The objective of the present study was to determine the combined effect of sodium butyrate (NaBu), a histone deacetylase (HDAC) inhibitor and all-trans retinoic acid (ATRA) on attenuation of renal fibrosis and inflammation in Npr1 (coding for natriuretic peptide receptor-A) gene-disrupted mutant mice. Adult (18-20 week old) male Npr1 gene-disrupted heterozygous (1-copy; Npr1+/-) wild-type (2-copy; Npr1+/+), and gene-duplicated (3-copy; Npr1++/+) mice were treated by injecting ATRA-NaBu hybrid drug (1.0 mg/kg/day) intraperitoneally for 2-weeks. A marked attenuation in tubulo-interstitial fibrosis was observed in Npr1+/- mice after treatment with ATRA-NaBu (50%, p < 0.001). Western blot analyses exhibited the reduction in renal expression of collagen type I alpha 2 and transforming growth factor-beta (55%, p < 0.001, 67%, p < 0.001, respectively) in ATRA-NaBu-treated Npr1+/- mice compared with vehicle-treated mice. A significant decrease in systolic blood pressure was observed in ATRA-NaBu-treated Npr1+/- mice (treated 110.3 ± 2.6 vs. Npr1 +/- control mice, 126.3 ± 2.7, p < 0.01). The ATRA-NaBu also enhanced plasma cGMP levels (pmol/ml) in Npr1+/- (treated, 22.7 ± 3.3 vs. control, 6.2 ± 1.6; p < 0.05), Npr1+/+ (treated, 50.9 ± 3.5 vs. control, 20.8 ± 3.6; p < 0.05), and Npr1++/+ (treated, 71.4 ± 6.4 vs. control, 34.5 ± 2.9; p < 0.05) mice.

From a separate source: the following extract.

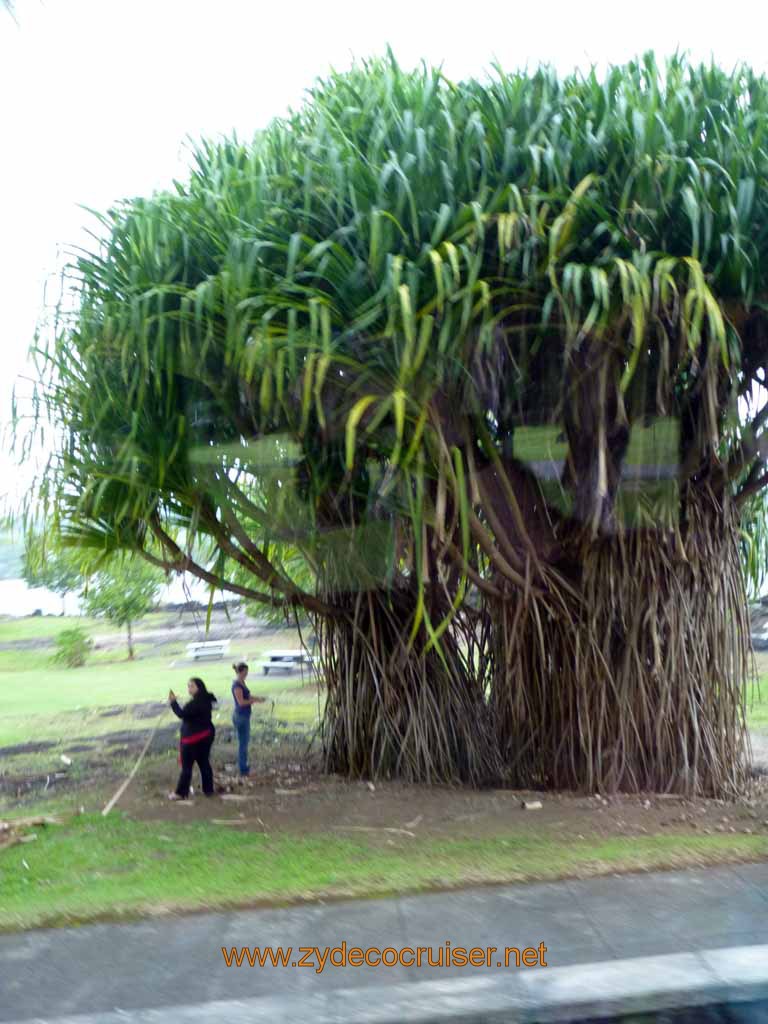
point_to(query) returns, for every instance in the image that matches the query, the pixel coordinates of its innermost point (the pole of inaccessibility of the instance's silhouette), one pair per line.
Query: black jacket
(196, 715)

Treatment with ATRA-NaBu significantly lowered renal levels (pg/mg protein) of monocyte chemoattractant protein-1 (MCP-1) (treated, 109.5 ± 9.9 vs. control, 24.3 ± 1.7; p < 0.01) in Npr1+/- mice compared with vehicle-treated mice. Western blot analyses confirmed the reduction in renal expression of MCP-1 (72%, p < 0.001) in ATRA-NaBu-treated Npr1+/- mice compared with control mice. Moreover, the increased HDAC activity in Npr1+/- mice was significantly reduced by ATRA-NaBu treatment compared with untreated Npr1+/- control mice. The present results provide direct evidence that ATRA-NaBu acts as a potent antifibrotic agent and repairs the renal pathology in Npr1+/- mice, which will have important implications in prevention of hypertension-related renal pathophysiological conditions.